Tue, Sep 22, 2009 : 10:48 a.m.

graze our history for bedrooms and parking spots? Really shocked.. doesn't even sound like a quality setting going up there.Rabbit hutch cubes for students or young adults-that stuff has its place- but these city blocks ought to be left their places in history.

Laura Bien

Tue, Sep 22, 2009 : 10:35 a.m.

Seven century-old homes? On the heels of the Frieze destruction? You can't replace historic homes, or reconstruct them for any amount of money. Once they're gone...they're gone.

Steve Hendel

Tue, Sep 22, 2009 : 9:43 a.m.

Are we trying to turn AA, and especially the downtown residential areas, into a museum? Look but don't touch (or develop)? I always thought that part of the extensive purchase of greenbelt property/development rights programs in which the City and some townships have participated was that more intensive development would be permitted in the more densely populated areas.

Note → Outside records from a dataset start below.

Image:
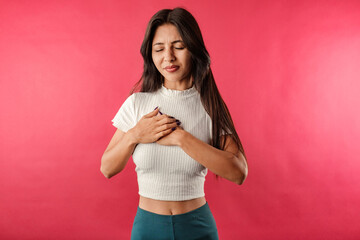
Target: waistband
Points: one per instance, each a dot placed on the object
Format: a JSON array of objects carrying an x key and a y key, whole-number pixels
[{"x": 203, "y": 211}]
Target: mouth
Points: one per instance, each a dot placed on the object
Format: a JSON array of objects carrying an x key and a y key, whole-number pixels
[{"x": 172, "y": 68}]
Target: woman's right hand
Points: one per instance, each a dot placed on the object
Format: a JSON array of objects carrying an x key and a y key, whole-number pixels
[{"x": 153, "y": 126}]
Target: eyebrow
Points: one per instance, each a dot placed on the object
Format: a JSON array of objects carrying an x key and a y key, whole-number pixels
[{"x": 176, "y": 41}]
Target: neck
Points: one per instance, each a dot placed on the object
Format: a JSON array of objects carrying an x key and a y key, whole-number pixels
[{"x": 178, "y": 85}]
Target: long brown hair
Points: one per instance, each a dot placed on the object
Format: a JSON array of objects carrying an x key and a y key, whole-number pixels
[{"x": 151, "y": 80}]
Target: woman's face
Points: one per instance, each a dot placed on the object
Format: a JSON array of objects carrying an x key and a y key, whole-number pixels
[{"x": 170, "y": 56}]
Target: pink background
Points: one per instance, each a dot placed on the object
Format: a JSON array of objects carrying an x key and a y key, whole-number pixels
[{"x": 288, "y": 71}]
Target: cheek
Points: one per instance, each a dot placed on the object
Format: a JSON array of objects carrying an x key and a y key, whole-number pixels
[{"x": 156, "y": 61}]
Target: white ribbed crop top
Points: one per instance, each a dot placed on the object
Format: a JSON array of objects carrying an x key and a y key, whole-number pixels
[{"x": 167, "y": 172}]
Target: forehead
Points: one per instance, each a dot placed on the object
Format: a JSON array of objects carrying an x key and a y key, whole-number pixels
[{"x": 166, "y": 33}]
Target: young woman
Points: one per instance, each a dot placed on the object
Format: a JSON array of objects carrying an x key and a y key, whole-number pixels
[{"x": 176, "y": 128}]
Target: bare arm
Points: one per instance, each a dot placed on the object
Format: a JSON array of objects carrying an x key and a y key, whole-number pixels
[
  {"x": 229, "y": 163},
  {"x": 150, "y": 128}
]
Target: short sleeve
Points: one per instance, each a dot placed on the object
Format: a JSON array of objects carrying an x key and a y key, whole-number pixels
[{"x": 125, "y": 117}]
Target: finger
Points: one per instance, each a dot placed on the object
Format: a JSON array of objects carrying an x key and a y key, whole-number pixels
[
  {"x": 168, "y": 126},
  {"x": 164, "y": 119},
  {"x": 152, "y": 113},
  {"x": 163, "y": 133}
]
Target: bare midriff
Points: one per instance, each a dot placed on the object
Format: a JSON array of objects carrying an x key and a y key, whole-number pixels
[{"x": 170, "y": 207}]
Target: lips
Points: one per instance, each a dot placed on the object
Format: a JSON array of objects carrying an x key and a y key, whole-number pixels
[{"x": 172, "y": 68}]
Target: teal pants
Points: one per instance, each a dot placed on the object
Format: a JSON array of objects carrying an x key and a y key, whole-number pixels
[{"x": 197, "y": 224}]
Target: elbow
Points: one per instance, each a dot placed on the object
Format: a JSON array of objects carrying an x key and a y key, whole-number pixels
[
  {"x": 105, "y": 171},
  {"x": 241, "y": 173}
]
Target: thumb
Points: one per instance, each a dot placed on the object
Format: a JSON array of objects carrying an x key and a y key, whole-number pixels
[{"x": 153, "y": 113}]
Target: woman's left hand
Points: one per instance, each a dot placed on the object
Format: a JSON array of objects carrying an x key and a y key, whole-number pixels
[{"x": 173, "y": 138}]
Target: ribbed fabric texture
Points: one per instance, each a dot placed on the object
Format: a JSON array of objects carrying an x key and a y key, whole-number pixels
[{"x": 167, "y": 172}]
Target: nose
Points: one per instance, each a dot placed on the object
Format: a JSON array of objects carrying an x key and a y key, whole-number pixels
[{"x": 169, "y": 55}]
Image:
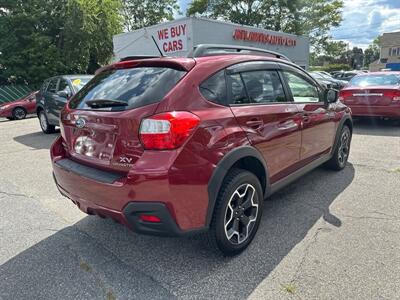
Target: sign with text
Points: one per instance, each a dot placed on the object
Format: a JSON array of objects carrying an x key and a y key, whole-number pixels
[
  {"x": 173, "y": 38},
  {"x": 260, "y": 37}
]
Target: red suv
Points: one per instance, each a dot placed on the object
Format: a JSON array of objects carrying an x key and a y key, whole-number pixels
[{"x": 177, "y": 146}]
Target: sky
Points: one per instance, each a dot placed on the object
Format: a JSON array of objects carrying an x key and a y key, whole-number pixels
[{"x": 363, "y": 20}]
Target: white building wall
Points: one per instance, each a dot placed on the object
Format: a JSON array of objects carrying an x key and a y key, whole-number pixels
[{"x": 176, "y": 38}]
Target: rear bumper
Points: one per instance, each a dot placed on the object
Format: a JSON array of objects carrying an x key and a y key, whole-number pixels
[
  {"x": 5, "y": 113},
  {"x": 390, "y": 111},
  {"x": 124, "y": 198}
]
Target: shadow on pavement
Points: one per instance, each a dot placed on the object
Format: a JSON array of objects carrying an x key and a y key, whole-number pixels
[
  {"x": 7, "y": 120},
  {"x": 97, "y": 258},
  {"x": 377, "y": 127},
  {"x": 37, "y": 140}
]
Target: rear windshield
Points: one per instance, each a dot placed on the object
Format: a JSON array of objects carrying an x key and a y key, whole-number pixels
[
  {"x": 374, "y": 80},
  {"x": 136, "y": 87},
  {"x": 79, "y": 82}
]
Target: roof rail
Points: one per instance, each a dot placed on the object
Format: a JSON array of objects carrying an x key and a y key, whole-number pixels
[
  {"x": 138, "y": 57},
  {"x": 218, "y": 49}
]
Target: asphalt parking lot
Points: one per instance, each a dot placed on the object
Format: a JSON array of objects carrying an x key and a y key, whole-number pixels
[{"x": 328, "y": 236}]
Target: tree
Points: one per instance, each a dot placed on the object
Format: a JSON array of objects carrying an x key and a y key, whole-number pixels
[
  {"x": 302, "y": 17},
  {"x": 372, "y": 53},
  {"x": 43, "y": 38},
  {"x": 142, "y": 13}
]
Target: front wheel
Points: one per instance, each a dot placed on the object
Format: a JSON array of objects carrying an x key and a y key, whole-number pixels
[
  {"x": 44, "y": 124},
  {"x": 19, "y": 113},
  {"x": 342, "y": 150},
  {"x": 238, "y": 212}
]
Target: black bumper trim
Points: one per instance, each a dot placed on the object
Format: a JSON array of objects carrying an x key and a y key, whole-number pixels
[
  {"x": 88, "y": 172},
  {"x": 167, "y": 226}
]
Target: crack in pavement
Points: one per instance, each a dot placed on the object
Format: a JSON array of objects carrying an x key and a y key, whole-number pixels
[{"x": 115, "y": 257}]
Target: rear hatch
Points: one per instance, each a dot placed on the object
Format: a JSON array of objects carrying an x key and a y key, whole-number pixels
[{"x": 100, "y": 126}]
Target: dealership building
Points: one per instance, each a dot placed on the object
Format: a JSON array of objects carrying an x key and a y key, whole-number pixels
[{"x": 177, "y": 38}]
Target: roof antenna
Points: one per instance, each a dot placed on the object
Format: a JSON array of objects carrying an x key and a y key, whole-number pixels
[{"x": 159, "y": 50}]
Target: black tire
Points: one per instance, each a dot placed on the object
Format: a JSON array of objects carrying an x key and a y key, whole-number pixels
[
  {"x": 44, "y": 123},
  {"x": 19, "y": 113},
  {"x": 342, "y": 150},
  {"x": 240, "y": 181}
]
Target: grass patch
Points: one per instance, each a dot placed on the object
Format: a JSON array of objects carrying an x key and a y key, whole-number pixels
[{"x": 289, "y": 288}]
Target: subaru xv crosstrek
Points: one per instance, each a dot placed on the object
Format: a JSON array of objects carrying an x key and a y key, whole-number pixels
[{"x": 178, "y": 146}]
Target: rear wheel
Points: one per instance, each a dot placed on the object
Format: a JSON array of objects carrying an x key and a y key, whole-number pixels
[
  {"x": 44, "y": 124},
  {"x": 237, "y": 213},
  {"x": 19, "y": 113},
  {"x": 342, "y": 151}
]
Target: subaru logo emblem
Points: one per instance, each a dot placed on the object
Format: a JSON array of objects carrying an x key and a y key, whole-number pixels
[{"x": 80, "y": 123}]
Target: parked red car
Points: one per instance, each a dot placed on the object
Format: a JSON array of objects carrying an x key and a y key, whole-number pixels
[
  {"x": 177, "y": 146},
  {"x": 375, "y": 94},
  {"x": 18, "y": 109}
]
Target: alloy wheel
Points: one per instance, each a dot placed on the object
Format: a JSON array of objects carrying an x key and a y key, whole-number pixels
[
  {"x": 241, "y": 214},
  {"x": 344, "y": 147},
  {"x": 19, "y": 113}
]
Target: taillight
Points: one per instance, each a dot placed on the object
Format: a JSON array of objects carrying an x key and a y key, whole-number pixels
[
  {"x": 344, "y": 94},
  {"x": 167, "y": 130}
]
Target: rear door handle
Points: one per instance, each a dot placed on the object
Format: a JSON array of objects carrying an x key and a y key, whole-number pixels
[
  {"x": 255, "y": 123},
  {"x": 306, "y": 118}
]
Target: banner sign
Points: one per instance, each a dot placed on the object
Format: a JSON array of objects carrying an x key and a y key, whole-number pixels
[
  {"x": 173, "y": 38},
  {"x": 260, "y": 37}
]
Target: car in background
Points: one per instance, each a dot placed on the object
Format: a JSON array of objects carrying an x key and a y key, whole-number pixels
[
  {"x": 374, "y": 94},
  {"x": 53, "y": 96},
  {"x": 328, "y": 80},
  {"x": 178, "y": 146},
  {"x": 346, "y": 75},
  {"x": 19, "y": 109}
]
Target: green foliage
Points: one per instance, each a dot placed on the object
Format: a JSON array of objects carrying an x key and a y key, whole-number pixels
[
  {"x": 331, "y": 68},
  {"x": 142, "y": 13},
  {"x": 372, "y": 53},
  {"x": 302, "y": 17},
  {"x": 43, "y": 38}
]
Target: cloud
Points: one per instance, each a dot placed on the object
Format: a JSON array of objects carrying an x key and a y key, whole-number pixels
[{"x": 364, "y": 20}]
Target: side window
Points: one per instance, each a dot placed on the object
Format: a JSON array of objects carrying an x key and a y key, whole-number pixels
[
  {"x": 52, "y": 87},
  {"x": 264, "y": 86},
  {"x": 44, "y": 86},
  {"x": 302, "y": 90},
  {"x": 214, "y": 88},
  {"x": 238, "y": 91},
  {"x": 63, "y": 86}
]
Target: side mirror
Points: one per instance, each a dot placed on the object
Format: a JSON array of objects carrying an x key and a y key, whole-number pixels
[
  {"x": 63, "y": 94},
  {"x": 331, "y": 95}
]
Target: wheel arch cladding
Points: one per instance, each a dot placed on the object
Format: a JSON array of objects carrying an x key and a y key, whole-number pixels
[
  {"x": 245, "y": 157},
  {"x": 345, "y": 121},
  {"x": 21, "y": 107}
]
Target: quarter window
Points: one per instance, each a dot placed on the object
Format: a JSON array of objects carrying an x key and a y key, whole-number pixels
[
  {"x": 263, "y": 86},
  {"x": 63, "y": 86},
  {"x": 214, "y": 88},
  {"x": 52, "y": 86},
  {"x": 302, "y": 90}
]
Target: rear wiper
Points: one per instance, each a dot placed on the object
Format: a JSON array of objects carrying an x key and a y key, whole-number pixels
[{"x": 98, "y": 103}]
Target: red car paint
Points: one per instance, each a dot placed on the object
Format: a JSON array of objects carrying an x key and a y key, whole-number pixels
[
  {"x": 288, "y": 136},
  {"x": 28, "y": 103},
  {"x": 373, "y": 100}
]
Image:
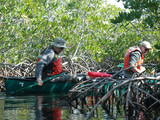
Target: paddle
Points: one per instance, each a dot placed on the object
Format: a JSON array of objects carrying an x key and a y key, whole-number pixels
[
  {"x": 98, "y": 74},
  {"x": 102, "y": 74},
  {"x": 30, "y": 86}
]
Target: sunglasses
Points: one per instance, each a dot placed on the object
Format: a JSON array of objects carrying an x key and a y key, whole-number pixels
[
  {"x": 146, "y": 49},
  {"x": 61, "y": 48}
]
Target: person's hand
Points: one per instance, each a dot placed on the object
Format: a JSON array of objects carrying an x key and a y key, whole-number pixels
[
  {"x": 64, "y": 70},
  {"x": 142, "y": 69},
  {"x": 40, "y": 82}
]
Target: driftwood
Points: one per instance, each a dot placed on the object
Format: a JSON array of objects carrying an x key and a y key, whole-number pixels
[{"x": 139, "y": 97}]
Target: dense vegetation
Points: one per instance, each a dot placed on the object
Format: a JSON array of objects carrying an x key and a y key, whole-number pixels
[{"x": 91, "y": 28}]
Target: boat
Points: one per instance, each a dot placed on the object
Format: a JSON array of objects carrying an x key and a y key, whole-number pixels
[
  {"x": 54, "y": 84},
  {"x": 57, "y": 83}
]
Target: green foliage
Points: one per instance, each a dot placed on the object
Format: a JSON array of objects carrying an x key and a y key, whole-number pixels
[
  {"x": 28, "y": 26},
  {"x": 145, "y": 10}
]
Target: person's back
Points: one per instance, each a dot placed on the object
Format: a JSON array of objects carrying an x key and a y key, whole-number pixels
[
  {"x": 49, "y": 62},
  {"x": 134, "y": 57}
]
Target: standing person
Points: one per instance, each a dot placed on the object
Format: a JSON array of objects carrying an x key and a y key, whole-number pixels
[
  {"x": 134, "y": 57},
  {"x": 49, "y": 61}
]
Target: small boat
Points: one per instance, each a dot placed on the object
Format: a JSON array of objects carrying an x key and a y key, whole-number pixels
[
  {"x": 54, "y": 84},
  {"x": 57, "y": 83}
]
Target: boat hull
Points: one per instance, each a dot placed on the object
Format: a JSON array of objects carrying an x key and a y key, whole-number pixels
[{"x": 18, "y": 85}]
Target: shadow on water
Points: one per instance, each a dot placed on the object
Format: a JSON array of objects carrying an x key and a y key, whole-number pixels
[{"x": 37, "y": 107}]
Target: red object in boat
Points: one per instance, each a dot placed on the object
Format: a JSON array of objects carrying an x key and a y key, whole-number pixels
[{"x": 98, "y": 74}]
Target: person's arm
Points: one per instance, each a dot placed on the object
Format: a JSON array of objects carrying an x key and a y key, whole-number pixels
[
  {"x": 134, "y": 58},
  {"x": 45, "y": 59}
]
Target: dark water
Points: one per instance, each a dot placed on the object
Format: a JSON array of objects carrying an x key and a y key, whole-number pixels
[
  {"x": 37, "y": 107},
  {"x": 44, "y": 107}
]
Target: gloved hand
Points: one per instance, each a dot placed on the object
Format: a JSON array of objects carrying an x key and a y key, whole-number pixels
[{"x": 39, "y": 81}]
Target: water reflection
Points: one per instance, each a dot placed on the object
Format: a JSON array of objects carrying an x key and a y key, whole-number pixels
[{"x": 37, "y": 107}]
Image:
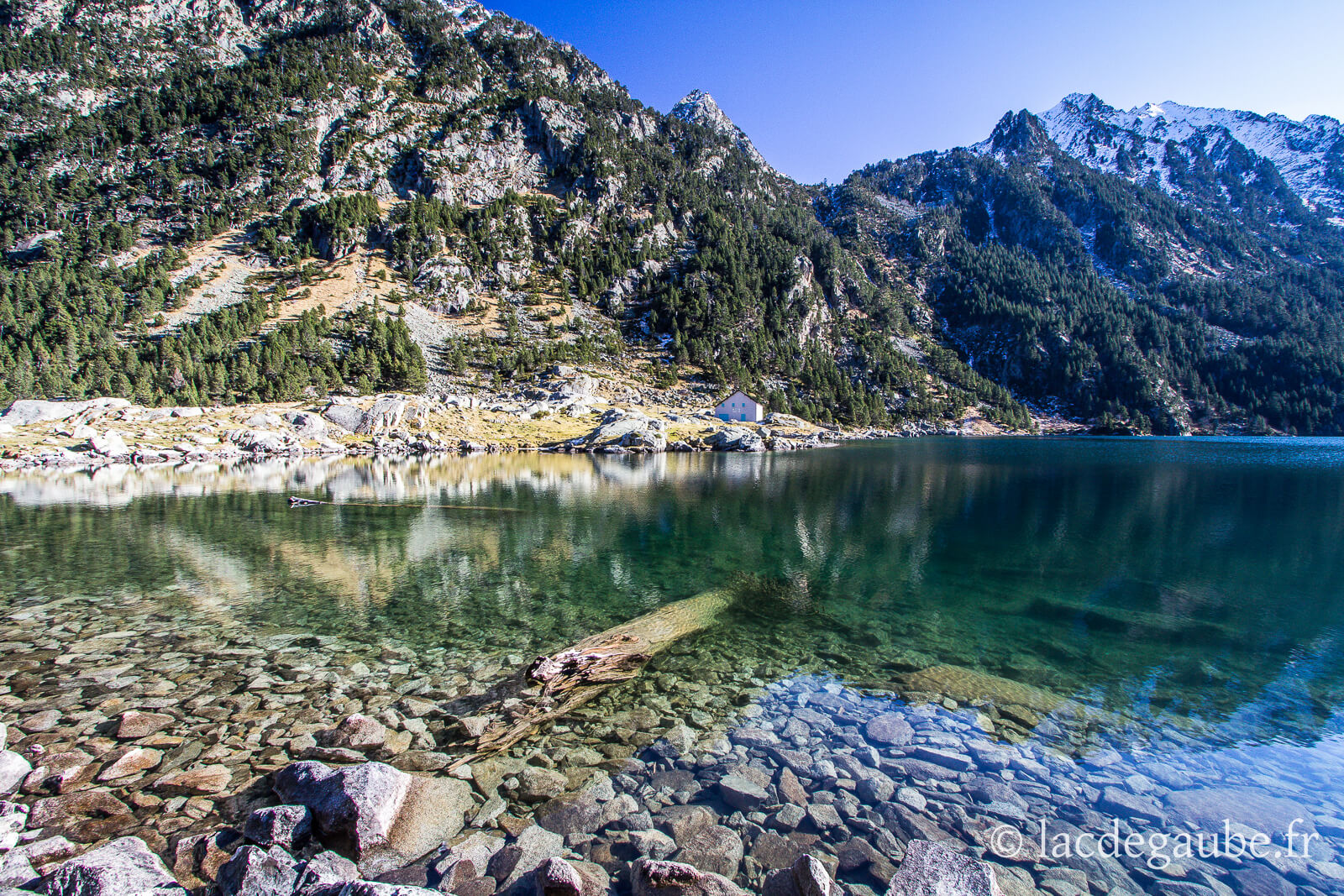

I guess we can have our cake and eat it too (or at least try to).


Tue, Sep 22, 2009 : 9:28 a.m.

Apparently, appearing before council with some very legitimate objections is always trumped by the legal staff. What the hell is the problem fighting this in court? The city spends large sums on some very questionable projects, yet balks on going to court to save the city from certain blight and the destruction of its history. To borrow a comment used at the council meeting... for shame!


Tue, Sep 22, 2009 : 9:17 a.m.

What a shame that this could actually happen!

Phil Dokas

Tue, Sep 22, 2009 : 9:10 a.m.

Awful. Alex de Parry should be run out of town on a board and take his tacky condos with him. What a disgrace that we're going to convert one of the oldest blocks in town, tree-lined and beautiful, the homes of early mayors and turn them into condos to turn a buck. Is nothing worth anything more than dollars and cents anymore?